Theoretical basis and application of vertical Z-component in-seam wave exploration

Love seam waves are generally applied to the current in-seam wave explorations. Rayleigh seam waves, however, are rarely used. The dispersion and amplitude features of Rayleigh seam waves are investigated using frequency dispersion analysis and numerical simulations in this study. Firstly, we elucidate the advantages of using the vertical Z-component. Secondly, the theoretical basis standing behind its application to in-seam wave explorations is demonstrated. Furthermore, in order to compare the relative performances of Rayleigh and Love seam wave explorations, three-dimensional geological models with anomalies are numerically simulated. Thus, the feasibilities and actual exploration effects of Z-component in-seam waves are demonstrated for both theoretical models and practical applications.

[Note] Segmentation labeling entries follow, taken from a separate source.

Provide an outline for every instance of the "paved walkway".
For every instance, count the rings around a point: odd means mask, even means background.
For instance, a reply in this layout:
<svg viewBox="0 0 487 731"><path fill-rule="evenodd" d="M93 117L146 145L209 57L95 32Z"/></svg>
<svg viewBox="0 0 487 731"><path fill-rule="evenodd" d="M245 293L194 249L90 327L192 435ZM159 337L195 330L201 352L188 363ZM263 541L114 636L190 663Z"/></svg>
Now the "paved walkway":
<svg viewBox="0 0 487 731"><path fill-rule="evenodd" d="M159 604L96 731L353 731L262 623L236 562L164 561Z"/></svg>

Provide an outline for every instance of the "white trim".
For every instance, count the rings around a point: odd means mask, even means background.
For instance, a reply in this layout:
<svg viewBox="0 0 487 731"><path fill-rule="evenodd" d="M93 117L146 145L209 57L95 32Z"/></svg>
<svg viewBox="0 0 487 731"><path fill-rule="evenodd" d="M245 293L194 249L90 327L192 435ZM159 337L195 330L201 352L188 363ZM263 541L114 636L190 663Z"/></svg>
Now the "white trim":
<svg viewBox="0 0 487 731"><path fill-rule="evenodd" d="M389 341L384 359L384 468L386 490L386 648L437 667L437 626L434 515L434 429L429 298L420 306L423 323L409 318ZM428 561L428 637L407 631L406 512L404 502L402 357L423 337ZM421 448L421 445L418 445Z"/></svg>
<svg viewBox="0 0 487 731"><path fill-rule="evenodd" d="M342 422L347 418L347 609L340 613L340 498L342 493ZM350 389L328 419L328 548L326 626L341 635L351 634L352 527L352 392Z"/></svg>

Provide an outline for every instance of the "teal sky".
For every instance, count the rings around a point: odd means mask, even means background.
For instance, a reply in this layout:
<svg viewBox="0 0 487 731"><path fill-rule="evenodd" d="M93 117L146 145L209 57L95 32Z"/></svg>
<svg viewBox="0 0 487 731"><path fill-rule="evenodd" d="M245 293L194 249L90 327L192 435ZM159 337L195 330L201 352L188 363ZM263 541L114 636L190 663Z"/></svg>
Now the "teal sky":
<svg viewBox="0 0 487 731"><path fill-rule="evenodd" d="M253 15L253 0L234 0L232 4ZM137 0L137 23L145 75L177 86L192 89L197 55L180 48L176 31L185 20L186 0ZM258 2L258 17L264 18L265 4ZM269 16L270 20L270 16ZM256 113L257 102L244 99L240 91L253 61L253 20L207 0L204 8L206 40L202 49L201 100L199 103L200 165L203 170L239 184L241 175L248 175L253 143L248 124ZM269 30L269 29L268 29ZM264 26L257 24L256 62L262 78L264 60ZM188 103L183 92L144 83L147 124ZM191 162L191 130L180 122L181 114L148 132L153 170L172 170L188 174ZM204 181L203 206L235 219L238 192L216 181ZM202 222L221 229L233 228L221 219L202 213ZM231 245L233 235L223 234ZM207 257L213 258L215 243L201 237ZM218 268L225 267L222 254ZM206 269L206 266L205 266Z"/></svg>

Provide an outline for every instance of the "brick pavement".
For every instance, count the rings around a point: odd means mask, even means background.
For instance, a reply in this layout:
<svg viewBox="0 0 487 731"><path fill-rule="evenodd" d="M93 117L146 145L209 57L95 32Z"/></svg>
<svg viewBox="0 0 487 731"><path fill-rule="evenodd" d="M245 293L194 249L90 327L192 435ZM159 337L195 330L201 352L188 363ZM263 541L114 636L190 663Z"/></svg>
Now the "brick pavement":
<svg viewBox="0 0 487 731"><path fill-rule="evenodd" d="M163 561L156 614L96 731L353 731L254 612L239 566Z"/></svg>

Our studies show that normal modes of Rayleigh seam waves always exist. Furthermore, the energy of the fundamental mode in-seam wave is concentrated in its Z-component for the middle of a coal seam. A compressional wave source primarily generates first-order mode Rayleigh seam waves whereas a shear wave source primarily excites fundamental mode Rayleigh seam waves, whose energy is concentrated in the Airy phase with the lowest velocity. The fundamental mode Z-components at the center of a coal seam are ideal for in-seam wave applications. Actually, fundamental and first-order mode in-seam waves can be recorded in most coal seams. The Z-component receivers can be placed at the location between 1/4 and 1/2 of the thickness of coal seam, where both wave modes could be detected.